The population drops by at least 20% between 1830 and 1875.
-- The Twilight of Revolutions, 1848-1871 ("Le Crépuscule des revolutions") by Quentin Deluermoz, 2012 
Other estimates are 30%.

"I will burn your villages and your harvests," says the notorious General Bugeaud, who led the Parisian repression of 1834 and is the bogey-man "Bujo" a century later:
-- Struggles and Dreams ("Les Luttes et les rêves") by Michelle Zancarini-Fournel, 2016 

 Thomas-Robert Bugeaud de la Piconnerie, Duke of  Isly (1784-1849), Marshal of France
by Charles-Philippe Larivière, between 1843 and 1845 / zoom

Other version with smoke from burning village in background; in 2023, gone from the web. "The goal... is to keep Arabs from sowing, harvesting, pasturing... burn their harvests every year... or exterminate every last one of them."
-- General Bugeaud, February 22, 1841, Wikipédia (in French)
The army learns savagery: 

  • "He remembered his two years in Africa, and how he had ransomed Arabs in the little outposts of the South..." 

"and a gay and cruel smile passed over his lips at the recollection of an escapade that had cost the lives of three men from the Ouled-Alane tribe and given them, his companions and himself, twenty chickens, two sheep, gold, and a subject to laugh about for six months."
-- Bel-Ami by Guy de Maupassant, 1885,
who in 1881 had been a journalist in Algeria.

  • "It was not rare to see soldiers throw children to their comrades, who received them at the tip of their bayonets... .

They tore off the earrings of women, the ears too, and cut off their fingers for the rings." 
-- Victor Hugo citing a general who visits him in 1871, Things seen (his diary), 1871

  • "To be rid of ideas that sometimes assail me I cut heads, not heads of artichokes but heads of men."
-- Colonel Lucien de Montagnac, Letters of a soldier, toward 1848 (in French)
Zoom

The colonists' version, like Hollywood's of "the conquest of the West:" 

             By the Sword and the Plow, Algeria in the time of General Bugeaud, 1994

# # #

The war was terrible 
for French soldiers as well, who were often peasants enrolled by force.  

Badly fed, clothed and equipped, obliged to commit atrocities and living in fear of unpredictable Arab reprisals, they suffered from wind and heat during the day and cold at night, and from malaria, dysentery, scurvy, typhus, cholera and depression.

One-third of the army was hospitalized (in 1846).

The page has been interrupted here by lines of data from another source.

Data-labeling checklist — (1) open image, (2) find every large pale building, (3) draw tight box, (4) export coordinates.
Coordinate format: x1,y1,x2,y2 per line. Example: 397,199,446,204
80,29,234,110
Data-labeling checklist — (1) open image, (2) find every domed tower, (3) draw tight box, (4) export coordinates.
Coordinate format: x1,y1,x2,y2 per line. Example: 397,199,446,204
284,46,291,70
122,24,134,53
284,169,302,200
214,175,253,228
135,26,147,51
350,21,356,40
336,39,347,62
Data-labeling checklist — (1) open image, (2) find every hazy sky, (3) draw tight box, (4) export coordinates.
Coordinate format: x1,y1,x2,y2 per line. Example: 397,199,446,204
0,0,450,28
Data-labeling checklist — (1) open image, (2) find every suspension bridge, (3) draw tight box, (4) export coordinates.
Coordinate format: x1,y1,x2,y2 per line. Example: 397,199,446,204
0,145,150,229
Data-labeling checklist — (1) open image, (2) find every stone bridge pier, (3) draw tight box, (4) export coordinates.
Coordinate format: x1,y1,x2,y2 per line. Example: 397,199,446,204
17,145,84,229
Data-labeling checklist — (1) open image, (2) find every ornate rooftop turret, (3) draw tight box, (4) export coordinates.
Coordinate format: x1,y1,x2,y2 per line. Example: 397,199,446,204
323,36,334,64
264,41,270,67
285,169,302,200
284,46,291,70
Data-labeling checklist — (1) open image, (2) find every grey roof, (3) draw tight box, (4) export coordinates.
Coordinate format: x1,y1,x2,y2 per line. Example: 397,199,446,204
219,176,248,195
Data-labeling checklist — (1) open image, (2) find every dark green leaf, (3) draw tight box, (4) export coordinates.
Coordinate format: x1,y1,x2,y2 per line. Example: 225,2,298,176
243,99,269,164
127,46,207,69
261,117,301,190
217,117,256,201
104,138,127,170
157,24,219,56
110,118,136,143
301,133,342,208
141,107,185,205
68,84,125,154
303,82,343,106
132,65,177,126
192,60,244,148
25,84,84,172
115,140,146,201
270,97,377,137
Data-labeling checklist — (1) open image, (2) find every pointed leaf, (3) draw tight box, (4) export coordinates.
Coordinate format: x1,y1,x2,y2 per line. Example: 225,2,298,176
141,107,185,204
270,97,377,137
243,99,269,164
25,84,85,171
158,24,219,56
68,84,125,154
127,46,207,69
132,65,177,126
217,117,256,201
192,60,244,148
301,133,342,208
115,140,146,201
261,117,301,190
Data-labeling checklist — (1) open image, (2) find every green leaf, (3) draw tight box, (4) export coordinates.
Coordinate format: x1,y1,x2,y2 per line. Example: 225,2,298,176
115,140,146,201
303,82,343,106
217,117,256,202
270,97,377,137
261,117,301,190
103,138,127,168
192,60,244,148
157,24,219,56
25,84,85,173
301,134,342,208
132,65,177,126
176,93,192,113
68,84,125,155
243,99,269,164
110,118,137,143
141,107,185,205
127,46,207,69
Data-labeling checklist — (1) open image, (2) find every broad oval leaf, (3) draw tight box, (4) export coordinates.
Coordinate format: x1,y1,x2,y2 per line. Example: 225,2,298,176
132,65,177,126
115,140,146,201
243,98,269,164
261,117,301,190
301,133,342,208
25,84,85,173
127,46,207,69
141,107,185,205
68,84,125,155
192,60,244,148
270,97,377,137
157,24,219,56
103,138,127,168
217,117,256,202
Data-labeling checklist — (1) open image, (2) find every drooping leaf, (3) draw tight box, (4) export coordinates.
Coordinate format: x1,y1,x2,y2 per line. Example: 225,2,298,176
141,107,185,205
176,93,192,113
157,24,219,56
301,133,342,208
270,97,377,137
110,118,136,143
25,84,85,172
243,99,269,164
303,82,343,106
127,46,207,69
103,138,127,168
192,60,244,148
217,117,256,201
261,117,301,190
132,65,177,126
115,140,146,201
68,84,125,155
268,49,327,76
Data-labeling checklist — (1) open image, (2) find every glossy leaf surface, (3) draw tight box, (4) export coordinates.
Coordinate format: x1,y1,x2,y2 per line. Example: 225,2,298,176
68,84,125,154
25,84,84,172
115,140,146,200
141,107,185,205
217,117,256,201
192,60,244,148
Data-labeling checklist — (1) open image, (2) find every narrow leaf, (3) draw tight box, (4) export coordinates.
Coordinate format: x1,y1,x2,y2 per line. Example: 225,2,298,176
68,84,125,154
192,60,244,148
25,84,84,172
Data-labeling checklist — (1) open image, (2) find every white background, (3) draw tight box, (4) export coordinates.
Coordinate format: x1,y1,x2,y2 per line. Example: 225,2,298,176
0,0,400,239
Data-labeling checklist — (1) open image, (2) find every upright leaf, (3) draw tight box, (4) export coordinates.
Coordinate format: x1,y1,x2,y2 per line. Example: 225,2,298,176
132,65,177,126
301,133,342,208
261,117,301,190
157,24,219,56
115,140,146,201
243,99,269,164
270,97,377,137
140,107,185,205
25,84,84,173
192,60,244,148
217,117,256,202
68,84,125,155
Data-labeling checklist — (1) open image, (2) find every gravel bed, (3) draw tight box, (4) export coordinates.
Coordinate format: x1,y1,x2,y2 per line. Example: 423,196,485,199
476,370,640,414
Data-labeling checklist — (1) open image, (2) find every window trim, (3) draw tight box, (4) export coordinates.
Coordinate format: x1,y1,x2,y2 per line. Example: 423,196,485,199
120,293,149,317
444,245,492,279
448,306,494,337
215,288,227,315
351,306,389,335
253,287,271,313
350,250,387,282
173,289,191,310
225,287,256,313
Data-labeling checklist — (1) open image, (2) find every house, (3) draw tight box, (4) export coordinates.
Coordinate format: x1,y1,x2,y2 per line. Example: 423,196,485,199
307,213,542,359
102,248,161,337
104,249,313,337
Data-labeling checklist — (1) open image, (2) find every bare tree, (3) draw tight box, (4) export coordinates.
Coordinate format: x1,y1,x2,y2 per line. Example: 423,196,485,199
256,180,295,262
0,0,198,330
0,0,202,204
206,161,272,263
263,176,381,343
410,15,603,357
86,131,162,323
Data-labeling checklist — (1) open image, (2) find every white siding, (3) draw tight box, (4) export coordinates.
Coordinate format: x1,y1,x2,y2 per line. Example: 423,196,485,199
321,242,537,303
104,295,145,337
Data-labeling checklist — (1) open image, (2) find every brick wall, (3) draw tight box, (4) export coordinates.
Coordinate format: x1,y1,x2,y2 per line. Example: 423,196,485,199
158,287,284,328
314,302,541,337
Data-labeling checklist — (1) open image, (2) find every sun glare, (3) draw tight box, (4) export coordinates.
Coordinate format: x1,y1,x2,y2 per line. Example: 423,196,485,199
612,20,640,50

Two-thirds of the sick had no beds, three-fourths no mattress, some lay outside, and there was not enough water, food, or medicine. 

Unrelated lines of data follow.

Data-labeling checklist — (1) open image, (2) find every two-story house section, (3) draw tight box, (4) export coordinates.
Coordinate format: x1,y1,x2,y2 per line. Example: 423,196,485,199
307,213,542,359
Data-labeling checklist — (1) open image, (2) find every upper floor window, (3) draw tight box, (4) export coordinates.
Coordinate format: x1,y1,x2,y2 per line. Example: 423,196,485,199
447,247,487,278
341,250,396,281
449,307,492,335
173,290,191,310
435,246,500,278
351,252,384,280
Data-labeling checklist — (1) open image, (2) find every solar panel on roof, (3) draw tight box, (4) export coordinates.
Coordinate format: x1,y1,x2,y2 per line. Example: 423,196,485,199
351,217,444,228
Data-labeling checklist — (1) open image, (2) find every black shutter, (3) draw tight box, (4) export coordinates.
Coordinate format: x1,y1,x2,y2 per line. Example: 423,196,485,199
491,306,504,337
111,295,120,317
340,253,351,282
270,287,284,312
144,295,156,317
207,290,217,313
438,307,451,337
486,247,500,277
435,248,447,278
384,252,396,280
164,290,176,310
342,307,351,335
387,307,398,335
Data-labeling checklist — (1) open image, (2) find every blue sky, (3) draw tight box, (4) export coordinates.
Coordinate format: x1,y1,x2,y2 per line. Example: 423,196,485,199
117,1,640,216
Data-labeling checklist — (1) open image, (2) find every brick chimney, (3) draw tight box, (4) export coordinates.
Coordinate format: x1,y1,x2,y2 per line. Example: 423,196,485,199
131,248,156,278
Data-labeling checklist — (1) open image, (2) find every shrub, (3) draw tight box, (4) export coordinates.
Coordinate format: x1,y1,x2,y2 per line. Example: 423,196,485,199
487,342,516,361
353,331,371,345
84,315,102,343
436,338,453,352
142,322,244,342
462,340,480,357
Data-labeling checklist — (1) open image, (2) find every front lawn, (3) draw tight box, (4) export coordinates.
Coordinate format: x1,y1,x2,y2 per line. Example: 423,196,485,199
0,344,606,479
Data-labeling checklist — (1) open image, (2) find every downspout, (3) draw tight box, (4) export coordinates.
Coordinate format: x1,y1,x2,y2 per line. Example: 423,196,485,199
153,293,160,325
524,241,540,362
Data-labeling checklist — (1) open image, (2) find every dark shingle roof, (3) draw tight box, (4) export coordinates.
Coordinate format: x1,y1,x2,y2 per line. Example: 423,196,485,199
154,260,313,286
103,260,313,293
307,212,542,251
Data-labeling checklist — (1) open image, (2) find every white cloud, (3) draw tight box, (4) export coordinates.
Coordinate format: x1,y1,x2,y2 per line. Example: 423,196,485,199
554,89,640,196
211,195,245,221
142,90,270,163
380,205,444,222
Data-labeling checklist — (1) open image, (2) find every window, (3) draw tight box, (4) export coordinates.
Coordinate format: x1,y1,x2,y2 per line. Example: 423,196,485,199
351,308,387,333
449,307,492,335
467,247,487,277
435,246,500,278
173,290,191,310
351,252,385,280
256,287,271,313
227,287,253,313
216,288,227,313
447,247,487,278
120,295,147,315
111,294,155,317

There were seven times more deaths in the army than among civilians, whose life expectancy was already short.

-- Struggles and Dreams

The interminable Algerian war affected the army

  • The racism and cruelty learned there intensified the savagery of repressions at home.
  •  The Arabs fought in traditional ways and victories over them give a sense of omnipotence, with no experience of modern warfare.